The IMF struck a cautiously optimistic tone on China's near-term performance while sounding alarms over structural vulnerabilities threatening its long-term trajectory.

"China's economy has proved resilient in the face of multiple shocks, boosted by robust exports and fiscal stimulus, and it remains a major driver of global growth. The economy expanded by 5% in 2025, and we project 4.5% growth this year, up 0.3 percentage points from our October forecast," the fund said in a statement.

Despite that momentum, the IMF warned that the world's second-largest economy faces deepening imbalances. A prolonged property sector slump and an underdeveloped social safety net have eroded consumer confidence, keeping household spending persistently weak. Meanwhile, inflation running well below that of trading partners has cheapened the real exchange rate, supercharging exports and inflating the current account surplus to an estimated 3.3% of gross domestic product.

Looking further ahead, the picture darkens. Deflationary pressures are expected to linger, and medium-term growth faces a triple drag: a shrinking labor force, diminishing returns on investment, and slowing productivity gains.

Fiscal and Social Overhaul
To engineer a sustainable rebalancing, the IMF prescribed a sweeping policy package combining robust fiscal stimulus, additional monetary easing, and greater exchange rate flexibility. Critically, it urged Beijing to redirect public spending away from infrastructure-heavy investment and targeted industrial subsidies toward social protection and property sector stabilization — including relief for buyers of stalled, unfinished housing projects.

Expanding healthcare coverage, pension systems, unemployment insurance, and broader social assistance would shore up household finances and unlock consumer spending, the fund argued.

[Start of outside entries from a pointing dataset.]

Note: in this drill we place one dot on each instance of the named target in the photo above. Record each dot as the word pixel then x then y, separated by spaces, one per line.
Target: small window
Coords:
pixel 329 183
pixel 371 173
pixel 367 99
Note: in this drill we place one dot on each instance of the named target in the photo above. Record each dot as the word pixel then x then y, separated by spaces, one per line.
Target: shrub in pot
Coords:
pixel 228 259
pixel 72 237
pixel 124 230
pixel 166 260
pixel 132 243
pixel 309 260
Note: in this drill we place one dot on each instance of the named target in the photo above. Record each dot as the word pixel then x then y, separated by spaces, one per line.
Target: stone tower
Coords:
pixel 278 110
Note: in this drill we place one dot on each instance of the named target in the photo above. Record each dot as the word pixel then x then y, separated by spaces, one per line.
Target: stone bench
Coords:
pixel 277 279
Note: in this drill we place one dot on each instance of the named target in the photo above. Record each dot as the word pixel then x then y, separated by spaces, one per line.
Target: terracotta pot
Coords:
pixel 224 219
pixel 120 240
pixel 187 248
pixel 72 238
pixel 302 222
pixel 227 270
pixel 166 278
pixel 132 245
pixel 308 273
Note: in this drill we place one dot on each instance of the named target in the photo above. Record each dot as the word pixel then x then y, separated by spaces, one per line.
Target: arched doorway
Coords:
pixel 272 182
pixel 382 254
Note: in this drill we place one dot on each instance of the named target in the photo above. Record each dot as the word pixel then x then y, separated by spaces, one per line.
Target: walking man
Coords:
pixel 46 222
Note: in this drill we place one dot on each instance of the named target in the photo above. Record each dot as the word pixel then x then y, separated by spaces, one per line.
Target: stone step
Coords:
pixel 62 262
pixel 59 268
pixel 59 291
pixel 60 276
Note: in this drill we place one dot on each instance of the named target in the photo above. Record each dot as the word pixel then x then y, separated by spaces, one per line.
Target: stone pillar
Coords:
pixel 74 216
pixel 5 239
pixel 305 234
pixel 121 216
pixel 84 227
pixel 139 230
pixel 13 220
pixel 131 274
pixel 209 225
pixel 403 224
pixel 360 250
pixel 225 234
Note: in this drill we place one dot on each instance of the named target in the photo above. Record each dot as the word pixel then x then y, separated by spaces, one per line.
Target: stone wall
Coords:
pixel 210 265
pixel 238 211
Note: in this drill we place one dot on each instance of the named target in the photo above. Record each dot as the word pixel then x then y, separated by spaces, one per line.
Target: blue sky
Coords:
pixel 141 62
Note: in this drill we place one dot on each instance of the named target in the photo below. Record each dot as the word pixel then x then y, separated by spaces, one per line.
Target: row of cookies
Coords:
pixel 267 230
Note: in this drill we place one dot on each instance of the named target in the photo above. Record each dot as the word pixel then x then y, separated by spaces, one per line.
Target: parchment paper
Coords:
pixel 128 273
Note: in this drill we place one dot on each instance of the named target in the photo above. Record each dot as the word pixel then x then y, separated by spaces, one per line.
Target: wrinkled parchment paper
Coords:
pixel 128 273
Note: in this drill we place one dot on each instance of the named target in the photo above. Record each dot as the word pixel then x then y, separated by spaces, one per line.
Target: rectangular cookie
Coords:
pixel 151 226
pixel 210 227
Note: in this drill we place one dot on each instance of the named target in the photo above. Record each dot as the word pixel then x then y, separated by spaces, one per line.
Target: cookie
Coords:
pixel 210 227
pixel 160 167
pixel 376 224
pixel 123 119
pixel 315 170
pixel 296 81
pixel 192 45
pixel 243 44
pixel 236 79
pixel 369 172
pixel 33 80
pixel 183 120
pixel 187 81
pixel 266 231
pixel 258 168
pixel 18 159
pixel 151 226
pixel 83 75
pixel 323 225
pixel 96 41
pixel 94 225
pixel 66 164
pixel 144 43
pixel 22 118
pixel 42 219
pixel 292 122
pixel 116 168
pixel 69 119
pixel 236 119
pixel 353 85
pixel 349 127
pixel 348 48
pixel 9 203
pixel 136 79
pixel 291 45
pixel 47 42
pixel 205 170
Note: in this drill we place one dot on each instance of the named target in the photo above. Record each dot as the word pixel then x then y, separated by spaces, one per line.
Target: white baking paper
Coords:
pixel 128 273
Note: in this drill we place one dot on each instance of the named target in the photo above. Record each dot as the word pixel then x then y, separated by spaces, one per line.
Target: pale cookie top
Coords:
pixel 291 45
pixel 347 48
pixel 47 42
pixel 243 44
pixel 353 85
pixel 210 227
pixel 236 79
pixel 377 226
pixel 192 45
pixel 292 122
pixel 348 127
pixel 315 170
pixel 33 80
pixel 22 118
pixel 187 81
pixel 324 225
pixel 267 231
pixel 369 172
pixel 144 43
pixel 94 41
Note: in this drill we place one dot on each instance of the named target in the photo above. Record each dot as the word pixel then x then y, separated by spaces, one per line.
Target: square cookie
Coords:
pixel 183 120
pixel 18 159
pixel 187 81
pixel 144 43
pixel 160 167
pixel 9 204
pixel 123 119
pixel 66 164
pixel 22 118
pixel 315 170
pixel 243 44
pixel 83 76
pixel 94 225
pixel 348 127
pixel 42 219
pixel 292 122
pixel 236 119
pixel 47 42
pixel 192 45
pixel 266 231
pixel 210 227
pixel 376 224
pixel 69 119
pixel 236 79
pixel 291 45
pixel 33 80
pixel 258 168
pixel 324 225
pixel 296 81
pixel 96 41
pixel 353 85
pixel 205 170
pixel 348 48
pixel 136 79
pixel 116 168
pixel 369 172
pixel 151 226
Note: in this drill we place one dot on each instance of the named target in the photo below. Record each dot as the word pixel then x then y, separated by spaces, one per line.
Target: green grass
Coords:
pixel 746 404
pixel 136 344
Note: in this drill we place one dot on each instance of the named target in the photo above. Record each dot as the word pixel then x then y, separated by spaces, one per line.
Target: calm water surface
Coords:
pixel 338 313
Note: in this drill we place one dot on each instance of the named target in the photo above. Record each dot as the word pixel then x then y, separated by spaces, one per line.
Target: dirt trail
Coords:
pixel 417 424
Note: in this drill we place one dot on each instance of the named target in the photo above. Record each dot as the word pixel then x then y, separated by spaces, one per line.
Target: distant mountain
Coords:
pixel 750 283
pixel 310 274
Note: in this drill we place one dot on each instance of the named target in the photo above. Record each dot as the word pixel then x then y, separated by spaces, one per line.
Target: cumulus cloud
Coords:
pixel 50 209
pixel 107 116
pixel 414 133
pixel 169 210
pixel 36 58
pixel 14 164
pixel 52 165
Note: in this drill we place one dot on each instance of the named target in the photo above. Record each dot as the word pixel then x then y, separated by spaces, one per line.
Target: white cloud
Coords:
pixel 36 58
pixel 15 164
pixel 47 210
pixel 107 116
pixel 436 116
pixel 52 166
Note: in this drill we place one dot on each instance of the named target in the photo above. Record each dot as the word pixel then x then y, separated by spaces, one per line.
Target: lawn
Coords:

Reforms to the hukou household registration system — which currently limits migrants' access to urban public services — could further lift consumption by integrating a vast, underserved segment of the population into the formal economy.

The IMF also called for a more progressive tax structure, shifting burdens from labor onto capital to narrow inequality and raise disposable incomes among lower-earning households.

"Taken together, the IMF's policy recommendations would significantly rebalance the economy toward consumption. They could boost the consumption-to-GDP ratio by about 4 percentage points over five years," it added.